The extreme heat from wildfire alters soil properties and incinerates vegetation, leading to changes in infiltration capacity, ground cover, soil erodibility, and rainfall interception. These changes promote increases in runoff and sediment transport that increase the likelihood of runoff-generated debris flows. Over a period of several years, referred to as the window of disturbance, the landscape recovers and wildfire-induced changes become less accentuated. Debris flows are most common in the year immediately following wildfire, but changes in the likelihood and magnitude of debris flows throughout the window of disturbance are not well constrained. Assessing debris-flow hazards throughout the post-wildfire recovery period is complicated, in part, by the myriad of wildfire-induced changes and their nonlinear relationships with sediment transport and runoff generation processes. In this study, we combine measurements of soil hydraulic properties with vegetation survey data and numerical modeling to understand how debris-flow threats are likely to change in steep, burned basins during the first two years of recovery. We focus on documenting recovery following the 2016 Fish Fire in the San Gabriel Mountains, CA, USA and demonstrate how a numerical model can be used to predict temporal changes in debris-flow properties and initiation thresholds within that region. Substantial increases in sorptivity, which represents the capillarity contribution to infiltration, and reductions in the percentage of bare soil occurred during the first 18 months following the Fish Fire.

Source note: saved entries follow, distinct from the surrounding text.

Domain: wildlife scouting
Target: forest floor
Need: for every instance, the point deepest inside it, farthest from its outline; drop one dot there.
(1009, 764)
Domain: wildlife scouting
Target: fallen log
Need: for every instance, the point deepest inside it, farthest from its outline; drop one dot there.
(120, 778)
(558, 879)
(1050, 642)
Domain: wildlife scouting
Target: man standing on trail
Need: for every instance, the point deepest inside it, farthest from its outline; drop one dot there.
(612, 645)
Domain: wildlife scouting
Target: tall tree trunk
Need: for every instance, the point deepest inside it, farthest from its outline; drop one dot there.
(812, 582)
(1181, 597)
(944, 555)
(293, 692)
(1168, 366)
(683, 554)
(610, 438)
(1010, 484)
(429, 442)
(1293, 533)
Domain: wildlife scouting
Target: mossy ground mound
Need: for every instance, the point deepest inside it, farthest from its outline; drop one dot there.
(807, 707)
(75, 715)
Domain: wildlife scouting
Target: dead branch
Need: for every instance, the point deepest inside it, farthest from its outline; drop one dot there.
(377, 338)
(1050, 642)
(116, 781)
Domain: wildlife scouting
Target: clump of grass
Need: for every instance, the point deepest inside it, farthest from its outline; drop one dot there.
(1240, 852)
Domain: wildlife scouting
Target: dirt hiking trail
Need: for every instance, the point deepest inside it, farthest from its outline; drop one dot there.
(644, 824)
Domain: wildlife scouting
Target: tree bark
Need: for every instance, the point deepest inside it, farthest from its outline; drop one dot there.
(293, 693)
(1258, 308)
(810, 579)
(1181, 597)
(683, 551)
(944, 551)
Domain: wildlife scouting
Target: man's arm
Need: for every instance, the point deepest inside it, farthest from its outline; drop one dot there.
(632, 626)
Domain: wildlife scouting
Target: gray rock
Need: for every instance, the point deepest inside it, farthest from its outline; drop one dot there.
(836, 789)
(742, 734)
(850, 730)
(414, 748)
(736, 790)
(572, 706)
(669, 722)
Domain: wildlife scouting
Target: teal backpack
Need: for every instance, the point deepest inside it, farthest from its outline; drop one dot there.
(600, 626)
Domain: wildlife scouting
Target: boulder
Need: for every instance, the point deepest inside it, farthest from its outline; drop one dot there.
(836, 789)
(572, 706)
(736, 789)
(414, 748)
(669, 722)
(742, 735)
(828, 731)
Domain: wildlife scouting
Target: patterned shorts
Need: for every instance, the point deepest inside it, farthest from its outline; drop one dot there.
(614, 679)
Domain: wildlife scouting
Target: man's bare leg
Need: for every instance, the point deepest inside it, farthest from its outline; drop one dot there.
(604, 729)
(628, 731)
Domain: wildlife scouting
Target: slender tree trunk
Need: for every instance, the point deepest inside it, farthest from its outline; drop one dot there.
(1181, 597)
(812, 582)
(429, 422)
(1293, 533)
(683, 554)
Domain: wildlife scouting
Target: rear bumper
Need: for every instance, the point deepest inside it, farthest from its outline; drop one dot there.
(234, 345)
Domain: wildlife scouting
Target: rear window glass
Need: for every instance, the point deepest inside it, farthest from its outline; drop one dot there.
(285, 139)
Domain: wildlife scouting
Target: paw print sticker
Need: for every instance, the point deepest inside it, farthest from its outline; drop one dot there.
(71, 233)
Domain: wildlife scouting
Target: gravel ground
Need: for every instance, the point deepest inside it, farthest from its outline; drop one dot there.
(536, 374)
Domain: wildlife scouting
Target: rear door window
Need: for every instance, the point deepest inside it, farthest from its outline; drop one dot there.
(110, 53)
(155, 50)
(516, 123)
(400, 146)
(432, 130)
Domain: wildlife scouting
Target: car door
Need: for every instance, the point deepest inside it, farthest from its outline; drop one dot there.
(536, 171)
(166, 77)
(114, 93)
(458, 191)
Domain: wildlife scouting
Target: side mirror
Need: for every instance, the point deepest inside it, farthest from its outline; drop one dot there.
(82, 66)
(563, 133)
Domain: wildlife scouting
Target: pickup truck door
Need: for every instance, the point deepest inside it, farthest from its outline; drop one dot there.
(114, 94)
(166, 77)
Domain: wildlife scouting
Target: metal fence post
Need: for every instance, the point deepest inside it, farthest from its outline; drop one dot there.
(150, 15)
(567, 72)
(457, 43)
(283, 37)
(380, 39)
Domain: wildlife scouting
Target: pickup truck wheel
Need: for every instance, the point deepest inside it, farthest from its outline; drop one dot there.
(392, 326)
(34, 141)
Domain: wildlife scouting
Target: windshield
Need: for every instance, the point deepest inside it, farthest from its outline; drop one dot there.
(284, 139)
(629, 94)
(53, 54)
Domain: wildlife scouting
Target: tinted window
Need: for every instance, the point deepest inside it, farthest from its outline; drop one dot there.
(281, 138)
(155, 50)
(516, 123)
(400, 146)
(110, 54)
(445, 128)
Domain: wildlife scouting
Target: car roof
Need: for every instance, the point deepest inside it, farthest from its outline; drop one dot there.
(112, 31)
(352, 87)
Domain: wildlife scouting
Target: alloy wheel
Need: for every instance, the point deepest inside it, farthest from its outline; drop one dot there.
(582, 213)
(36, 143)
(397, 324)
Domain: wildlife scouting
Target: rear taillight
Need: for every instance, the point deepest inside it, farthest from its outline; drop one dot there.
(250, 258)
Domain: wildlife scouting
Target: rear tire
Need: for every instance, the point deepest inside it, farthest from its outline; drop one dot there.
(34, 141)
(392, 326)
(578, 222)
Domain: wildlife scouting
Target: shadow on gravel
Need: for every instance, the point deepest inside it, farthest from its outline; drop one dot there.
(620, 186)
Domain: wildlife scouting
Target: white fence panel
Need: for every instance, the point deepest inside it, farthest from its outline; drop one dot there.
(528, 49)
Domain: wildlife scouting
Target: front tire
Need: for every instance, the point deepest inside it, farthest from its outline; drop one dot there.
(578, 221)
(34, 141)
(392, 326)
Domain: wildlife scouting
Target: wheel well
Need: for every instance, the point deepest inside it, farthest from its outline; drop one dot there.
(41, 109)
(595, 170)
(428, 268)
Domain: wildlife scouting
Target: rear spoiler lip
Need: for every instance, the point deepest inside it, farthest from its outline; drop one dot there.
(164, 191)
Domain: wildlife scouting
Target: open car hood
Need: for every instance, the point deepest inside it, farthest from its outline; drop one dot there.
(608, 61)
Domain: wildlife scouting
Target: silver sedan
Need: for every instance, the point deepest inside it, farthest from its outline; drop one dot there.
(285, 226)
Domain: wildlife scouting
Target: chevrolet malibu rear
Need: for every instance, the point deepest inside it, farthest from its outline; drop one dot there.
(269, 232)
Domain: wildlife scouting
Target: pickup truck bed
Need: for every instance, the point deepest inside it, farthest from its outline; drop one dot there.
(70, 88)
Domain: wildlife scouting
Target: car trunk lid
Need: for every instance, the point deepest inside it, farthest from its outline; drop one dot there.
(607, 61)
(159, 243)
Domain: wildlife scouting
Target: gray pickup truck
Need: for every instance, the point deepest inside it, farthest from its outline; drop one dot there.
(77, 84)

Numerical modeling suggests that these changes lead to a roughly 40% increase in the 15-minute rainfall intensity-duration threshold associated with debris-flow initiation as well as more than a three-fold decrease in debris-flow volume from post-fire year 1 to post-fire year 2. These results provide valuable constraints on changes in debris-flow thresholds within the San Gabriel Mountains as well as a general framework for exploring the impact of changing vegetation and soil hydraulic properties on debris flow magnitude and susceptibility.